# What Uber "Activity" Colors mean on Uber Phone



## Rebecca Louise (Sep 7, 2014)

I am curious to know about the frequent and erratic color changes on my dashboard when I am online. 

I was wondering why the colors change. Is there a big demand for people requesting trips? Is it Uber trying to spread out the drivers in a cluttered area? Do they predict demand in a particular area based on previous times of the day and days of the week that it was busy? I swear once I reach the "hot" area, the color changes. Does this happen to anyone else?


----------



## SoBeUBER (Aug 27, 2014)

surege means not ebough acrs available to cover demand, when you "chase it" i.e. drive towards it, you are erasing it and any benefit it may have had..


----------



## UberSonic (Jul 22, 2014)

But even if chasing it makes the surge go away, it's an area where you are more likely to get a ping, as demand is exceeding the supply of cars.
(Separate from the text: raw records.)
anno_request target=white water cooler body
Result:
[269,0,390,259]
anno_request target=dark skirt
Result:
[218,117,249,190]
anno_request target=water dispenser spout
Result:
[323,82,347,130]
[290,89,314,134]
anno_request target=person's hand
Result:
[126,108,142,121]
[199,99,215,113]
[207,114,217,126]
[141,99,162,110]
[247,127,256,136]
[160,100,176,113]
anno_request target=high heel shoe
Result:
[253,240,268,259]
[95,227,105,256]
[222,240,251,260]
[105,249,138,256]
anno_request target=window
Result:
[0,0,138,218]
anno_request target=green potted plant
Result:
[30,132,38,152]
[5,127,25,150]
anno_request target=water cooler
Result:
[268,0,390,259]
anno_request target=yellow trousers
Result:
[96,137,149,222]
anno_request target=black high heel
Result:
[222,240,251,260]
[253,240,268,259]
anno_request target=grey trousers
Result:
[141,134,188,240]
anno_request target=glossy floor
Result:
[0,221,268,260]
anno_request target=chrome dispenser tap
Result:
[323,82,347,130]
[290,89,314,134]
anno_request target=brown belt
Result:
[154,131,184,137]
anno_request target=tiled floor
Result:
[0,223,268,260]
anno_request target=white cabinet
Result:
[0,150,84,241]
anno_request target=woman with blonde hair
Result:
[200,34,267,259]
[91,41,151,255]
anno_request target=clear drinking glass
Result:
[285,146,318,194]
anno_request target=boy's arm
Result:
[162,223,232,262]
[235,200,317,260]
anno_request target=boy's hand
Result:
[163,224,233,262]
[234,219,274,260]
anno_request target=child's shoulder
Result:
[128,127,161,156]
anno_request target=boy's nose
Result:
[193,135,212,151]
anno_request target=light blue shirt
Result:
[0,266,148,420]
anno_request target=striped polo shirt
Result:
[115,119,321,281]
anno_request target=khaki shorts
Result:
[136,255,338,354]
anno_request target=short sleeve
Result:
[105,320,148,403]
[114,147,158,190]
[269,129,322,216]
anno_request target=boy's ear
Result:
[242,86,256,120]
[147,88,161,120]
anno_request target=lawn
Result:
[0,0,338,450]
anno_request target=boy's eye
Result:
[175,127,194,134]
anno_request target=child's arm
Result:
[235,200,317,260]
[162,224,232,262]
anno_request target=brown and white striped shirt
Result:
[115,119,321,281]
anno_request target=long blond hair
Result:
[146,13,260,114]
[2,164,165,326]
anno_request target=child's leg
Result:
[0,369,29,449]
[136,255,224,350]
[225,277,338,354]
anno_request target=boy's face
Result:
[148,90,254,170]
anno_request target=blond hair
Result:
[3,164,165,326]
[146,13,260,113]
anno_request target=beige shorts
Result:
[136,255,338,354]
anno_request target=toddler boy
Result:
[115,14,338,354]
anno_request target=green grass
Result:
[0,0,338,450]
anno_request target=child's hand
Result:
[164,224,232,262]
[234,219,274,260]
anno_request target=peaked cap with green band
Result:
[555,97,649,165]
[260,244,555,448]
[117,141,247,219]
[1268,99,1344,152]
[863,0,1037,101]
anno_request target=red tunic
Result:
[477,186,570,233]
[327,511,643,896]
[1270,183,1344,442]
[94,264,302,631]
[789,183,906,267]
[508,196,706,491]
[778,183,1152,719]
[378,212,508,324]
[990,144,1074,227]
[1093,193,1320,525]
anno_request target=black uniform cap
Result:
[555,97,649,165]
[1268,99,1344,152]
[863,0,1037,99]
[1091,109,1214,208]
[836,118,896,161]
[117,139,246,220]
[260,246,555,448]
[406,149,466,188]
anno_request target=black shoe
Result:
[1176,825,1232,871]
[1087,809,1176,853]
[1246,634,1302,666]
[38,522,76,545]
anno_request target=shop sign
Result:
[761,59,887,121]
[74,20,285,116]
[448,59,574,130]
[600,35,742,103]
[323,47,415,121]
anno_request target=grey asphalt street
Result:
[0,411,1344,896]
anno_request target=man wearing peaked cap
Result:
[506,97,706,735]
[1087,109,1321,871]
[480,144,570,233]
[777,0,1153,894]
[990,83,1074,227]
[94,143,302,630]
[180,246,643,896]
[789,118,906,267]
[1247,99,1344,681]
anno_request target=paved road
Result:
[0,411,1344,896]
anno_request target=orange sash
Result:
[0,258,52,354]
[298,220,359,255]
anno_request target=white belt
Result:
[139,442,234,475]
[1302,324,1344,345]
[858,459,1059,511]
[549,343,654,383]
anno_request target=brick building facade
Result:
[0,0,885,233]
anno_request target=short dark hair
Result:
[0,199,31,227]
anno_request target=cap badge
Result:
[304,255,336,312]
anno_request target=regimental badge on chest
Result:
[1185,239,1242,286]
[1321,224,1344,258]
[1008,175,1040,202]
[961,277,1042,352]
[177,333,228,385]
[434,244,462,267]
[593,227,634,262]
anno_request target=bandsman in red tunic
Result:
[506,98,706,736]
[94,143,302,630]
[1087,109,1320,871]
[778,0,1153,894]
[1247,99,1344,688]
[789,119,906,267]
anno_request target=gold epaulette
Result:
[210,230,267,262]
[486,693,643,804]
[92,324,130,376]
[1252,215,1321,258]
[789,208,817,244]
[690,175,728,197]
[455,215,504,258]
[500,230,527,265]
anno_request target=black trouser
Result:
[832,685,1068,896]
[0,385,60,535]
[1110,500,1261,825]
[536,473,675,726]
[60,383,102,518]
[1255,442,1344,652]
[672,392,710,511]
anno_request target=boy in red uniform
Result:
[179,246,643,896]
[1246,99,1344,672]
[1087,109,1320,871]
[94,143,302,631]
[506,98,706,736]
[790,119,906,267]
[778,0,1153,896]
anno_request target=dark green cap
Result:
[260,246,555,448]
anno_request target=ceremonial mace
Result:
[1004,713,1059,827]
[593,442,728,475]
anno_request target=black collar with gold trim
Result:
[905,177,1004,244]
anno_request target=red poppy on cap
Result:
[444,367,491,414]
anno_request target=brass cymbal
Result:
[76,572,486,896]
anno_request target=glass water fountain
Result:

It just comes down to if it is worth driving to.


----------



## UberDC (Jul 12, 2014)

The colored areas indicate demand. No color means little demand. The colors range from yellow to orange to red. Yellow meaning slightly higher demand, orange means about to surge and of course red is surge pricing.


----------



## UberTiger (Jul 29, 2014)

Red is not surge anymore until the surge pricing banner is displayed. So just red is pre surge.


----------